# Keine Werte zum Zeichnen werden Übergeben



## evo (17. Mai 2010)

Tag, hab vor einiger Zeit schonmal Hilfe benötigt und jetzt weiß ich schon wieder nicht weiter. Entweder überseh ich den Fehler oder der Aufbau passt nicht. Wie gesagt ich weiß es nicht und brauche dazu bitte eure Hilfe :bae:

Am Besten wirds wohl sein wenn ich das Projekt uploade.

Netload Serious Filehosting - Netload

PW: java


----------



## Noctarius (17. Mai 2010)

Also ohne entsprechende Beschreibung des Fehlers, der Erwartung, ... wird dir sicher keiner helfen. Auch nicht mit vollem Sourcecode Upload.


----------



## SlaterB (17. Mai 2010)

falls der vorherige Thread hilft:
http://www.java-forum.org/java-basics-anfaenger-themen/99059-probleme-images-verschieben.html


----------



## evo (17. Mai 2010)

Noctarius hat gesagt.:


> Also ohne entsprechende Beschreibung des Fehlers, der Erwartung, ... wird dir sicher keiner helfen. Auch nicht mit vollem Sourcecode Upload.

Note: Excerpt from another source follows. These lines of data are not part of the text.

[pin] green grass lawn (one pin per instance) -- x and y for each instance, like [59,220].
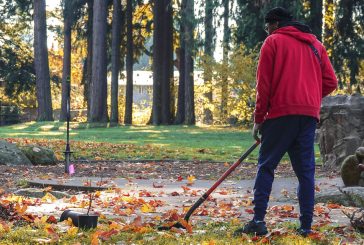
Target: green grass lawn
[94,141]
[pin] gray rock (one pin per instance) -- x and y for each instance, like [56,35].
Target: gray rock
[39,155]
[11,155]
[361,182]
[347,196]
[355,195]
[341,128]
[332,196]
[38,193]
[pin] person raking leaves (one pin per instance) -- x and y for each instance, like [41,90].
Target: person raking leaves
[294,74]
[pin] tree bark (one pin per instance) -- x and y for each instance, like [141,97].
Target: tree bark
[226,41]
[88,79]
[115,60]
[189,78]
[180,115]
[98,110]
[44,99]
[129,64]
[315,19]
[208,45]
[167,63]
[66,71]
[157,61]
[328,26]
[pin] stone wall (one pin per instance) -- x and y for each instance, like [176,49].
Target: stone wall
[341,128]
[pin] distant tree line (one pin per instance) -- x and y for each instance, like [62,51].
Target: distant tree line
[184,37]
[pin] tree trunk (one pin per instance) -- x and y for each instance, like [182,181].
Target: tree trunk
[208,45]
[157,61]
[98,110]
[66,72]
[167,63]
[115,60]
[226,41]
[44,99]
[328,26]
[129,64]
[189,78]
[88,79]
[180,116]
[315,19]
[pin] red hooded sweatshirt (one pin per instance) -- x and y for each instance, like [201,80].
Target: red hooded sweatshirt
[290,78]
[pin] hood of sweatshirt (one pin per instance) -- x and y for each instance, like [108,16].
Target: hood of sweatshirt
[297,33]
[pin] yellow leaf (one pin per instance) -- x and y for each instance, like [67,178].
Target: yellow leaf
[49,198]
[73,199]
[146,208]
[97,194]
[191,179]
[72,231]
[115,226]
[68,221]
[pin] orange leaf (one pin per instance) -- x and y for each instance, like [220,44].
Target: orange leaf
[52,219]
[333,206]
[73,199]
[191,179]
[186,225]
[185,188]
[157,185]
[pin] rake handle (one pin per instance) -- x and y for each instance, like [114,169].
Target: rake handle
[219,181]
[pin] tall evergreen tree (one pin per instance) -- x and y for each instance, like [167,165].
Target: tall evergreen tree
[88,64]
[315,17]
[98,99]
[66,71]
[189,63]
[226,42]
[181,53]
[348,42]
[162,62]
[167,64]
[328,25]
[209,53]
[43,88]
[129,63]
[115,60]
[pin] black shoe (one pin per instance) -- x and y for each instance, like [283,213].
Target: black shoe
[303,232]
[253,227]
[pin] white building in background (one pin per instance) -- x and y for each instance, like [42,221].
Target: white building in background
[143,85]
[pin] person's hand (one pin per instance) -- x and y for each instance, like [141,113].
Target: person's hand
[256,131]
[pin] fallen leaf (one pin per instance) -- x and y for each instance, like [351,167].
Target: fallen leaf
[157,185]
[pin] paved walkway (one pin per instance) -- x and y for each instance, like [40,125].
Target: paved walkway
[175,195]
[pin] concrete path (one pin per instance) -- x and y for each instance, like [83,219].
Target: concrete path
[177,195]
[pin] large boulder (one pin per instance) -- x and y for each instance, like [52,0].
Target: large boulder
[39,155]
[341,129]
[346,196]
[11,155]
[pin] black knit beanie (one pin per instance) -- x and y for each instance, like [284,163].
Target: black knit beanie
[277,14]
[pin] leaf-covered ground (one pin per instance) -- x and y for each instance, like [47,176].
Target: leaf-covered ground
[131,217]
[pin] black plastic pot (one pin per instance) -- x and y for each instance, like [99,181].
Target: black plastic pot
[87,221]
[80,220]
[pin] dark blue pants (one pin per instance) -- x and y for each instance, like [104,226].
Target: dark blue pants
[295,135]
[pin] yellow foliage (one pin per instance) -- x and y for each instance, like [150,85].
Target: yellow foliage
[146,208]
[49,198]
[238,77]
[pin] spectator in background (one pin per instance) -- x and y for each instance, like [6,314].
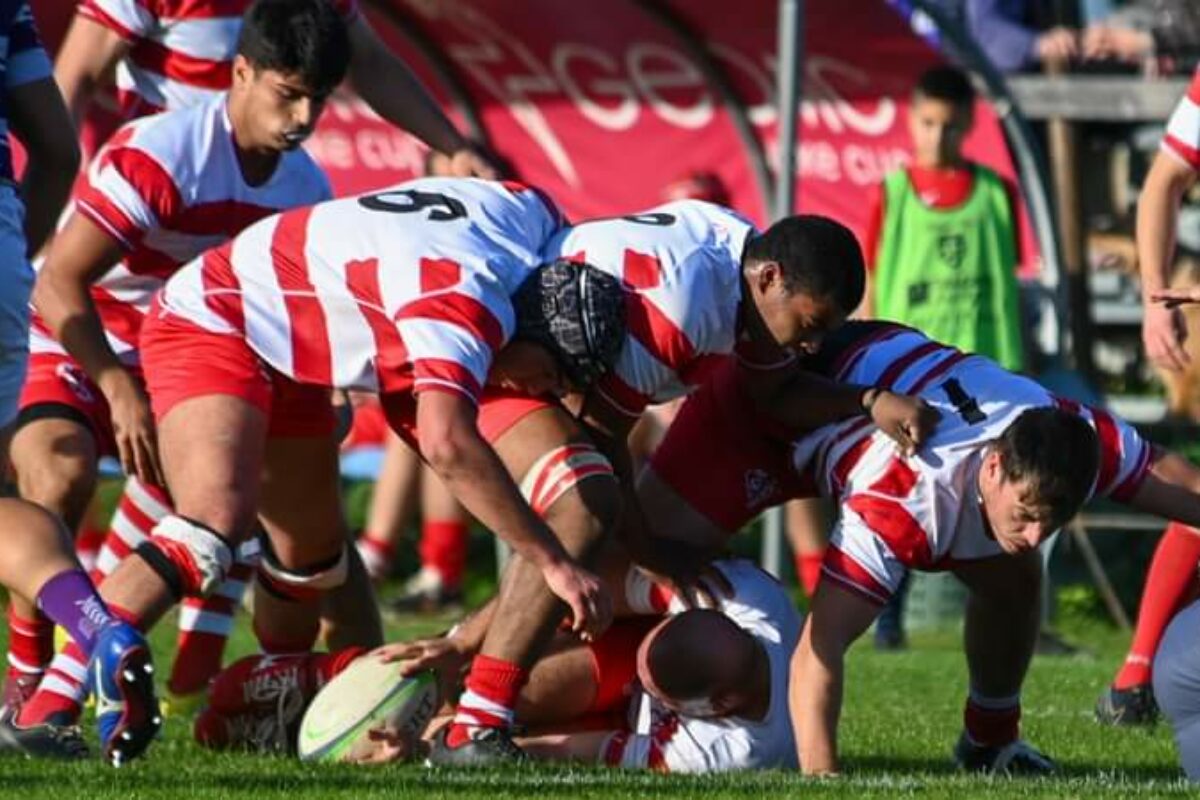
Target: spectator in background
[942,236]
[1173,571]
[1013,34]
[942,246]
[1164,34]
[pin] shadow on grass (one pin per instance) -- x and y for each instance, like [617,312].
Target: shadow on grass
[868,767]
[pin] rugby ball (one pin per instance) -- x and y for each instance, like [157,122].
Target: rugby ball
[367,693]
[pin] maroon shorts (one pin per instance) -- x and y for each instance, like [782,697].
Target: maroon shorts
[721,459]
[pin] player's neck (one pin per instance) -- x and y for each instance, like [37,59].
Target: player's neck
[759,702]
[256,164]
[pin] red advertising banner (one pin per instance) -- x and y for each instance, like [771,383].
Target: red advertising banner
[601,104]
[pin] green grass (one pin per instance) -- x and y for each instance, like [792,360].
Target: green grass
[903,714]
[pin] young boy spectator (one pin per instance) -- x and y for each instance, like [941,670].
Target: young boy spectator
[942,247]
[942,239]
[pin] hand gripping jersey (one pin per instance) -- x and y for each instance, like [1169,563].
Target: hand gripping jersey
[922,511]
[1182,138]
[682,263]
[667,741]
[180,50]
[403,289]
[168,188]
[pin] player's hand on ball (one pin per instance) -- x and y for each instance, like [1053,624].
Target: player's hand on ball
[585,594]
[385,745]
[907,420]
[442,656]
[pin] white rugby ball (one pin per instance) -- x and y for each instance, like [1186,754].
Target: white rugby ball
[367,693]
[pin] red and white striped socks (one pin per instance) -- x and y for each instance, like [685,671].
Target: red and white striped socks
[30,645]
[491,698]
[205,624]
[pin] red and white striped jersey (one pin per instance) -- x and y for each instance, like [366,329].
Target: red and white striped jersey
[405,289]
[167,188]
[682,263]
[922,511]
[180,50]
[1182,138]
[671,743]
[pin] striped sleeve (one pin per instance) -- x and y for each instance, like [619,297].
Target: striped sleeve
[1182,138]
[130,19]
[1125,456]
[132,193]
[451,340]
[720,747]
[27,58]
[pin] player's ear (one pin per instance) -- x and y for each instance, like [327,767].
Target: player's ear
[243,71]
[763,275]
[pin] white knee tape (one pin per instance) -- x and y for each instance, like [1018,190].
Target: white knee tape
[328,578]
[210,554]
[558,471]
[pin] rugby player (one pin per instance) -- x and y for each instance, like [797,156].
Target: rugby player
[178,53]
[705,288]
[175,54]
[1171,577]
[418,305]
[36,564]
[1007,465]
[694,691]
[165,190]
[701,284]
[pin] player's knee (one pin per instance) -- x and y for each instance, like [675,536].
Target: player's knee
[303,583]
[190,558]
[574,488]
[63,481]
[30,531]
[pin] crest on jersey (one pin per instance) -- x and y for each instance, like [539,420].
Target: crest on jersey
[761,487]
[952,248]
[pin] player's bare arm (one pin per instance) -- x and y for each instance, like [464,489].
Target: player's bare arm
[1171,489]
[1163,329]
[473,471]
[81,254]
[87,58]
[394,92]
[40,120]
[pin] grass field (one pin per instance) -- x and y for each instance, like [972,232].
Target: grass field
[903,715]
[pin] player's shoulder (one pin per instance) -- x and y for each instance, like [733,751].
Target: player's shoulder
[300,170]
[757,597]
[174,137]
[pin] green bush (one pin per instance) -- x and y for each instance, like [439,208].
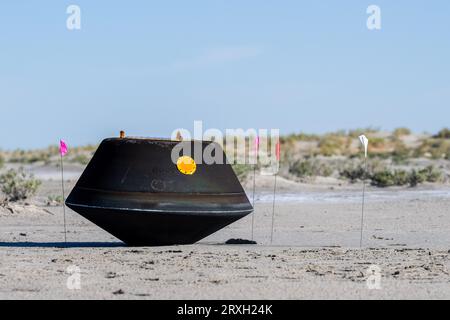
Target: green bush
[310,168]
[18,185]
[400,132]
[354,173]
[388,178]
[443,134]
[242,171]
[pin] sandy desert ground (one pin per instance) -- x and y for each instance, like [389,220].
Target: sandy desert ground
[315,252]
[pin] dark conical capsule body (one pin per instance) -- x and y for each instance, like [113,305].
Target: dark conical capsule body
[133,189]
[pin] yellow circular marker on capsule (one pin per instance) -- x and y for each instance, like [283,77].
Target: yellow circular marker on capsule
[186,165]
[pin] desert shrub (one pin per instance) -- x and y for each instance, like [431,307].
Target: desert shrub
[388,178]
[18,185]
[354,173]
[436,148]
[400,132]
[32,156]
[310,168]
[416,178]
[242,171]
[429,174]
[443,134]
[401,153]
[333,144]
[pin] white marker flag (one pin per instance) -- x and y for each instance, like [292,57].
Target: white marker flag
[365,143]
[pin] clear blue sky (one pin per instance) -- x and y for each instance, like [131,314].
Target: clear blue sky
[149,67]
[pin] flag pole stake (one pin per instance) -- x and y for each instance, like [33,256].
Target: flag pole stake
[363,203]
[278,157]
[253,200]
[63,200]
[273,207]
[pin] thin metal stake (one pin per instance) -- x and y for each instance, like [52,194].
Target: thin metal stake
[253,201]
[273,206]
[363,204]
[63,202]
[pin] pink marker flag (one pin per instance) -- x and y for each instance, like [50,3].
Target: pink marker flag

Also Fehler gibts eigentlich konkret keinen (sprich Exceptions). Das Problem besteht darin, dass ich von den Klassen bzw Getter Methoden keine Werte bekomme.
Das Problem im vorherigen Thread hab ich eigentlich schon gelöst, hier gehts wie gesagt nur um Werte, die ich nicht bekomme (aber sollte).
Erwartung: ich will ja nicht dass mir hier jemand mein Programm ausprogrammiert, ich will lediglich wissen, woran es liegt, dass ich keine Werte bekomme.


----------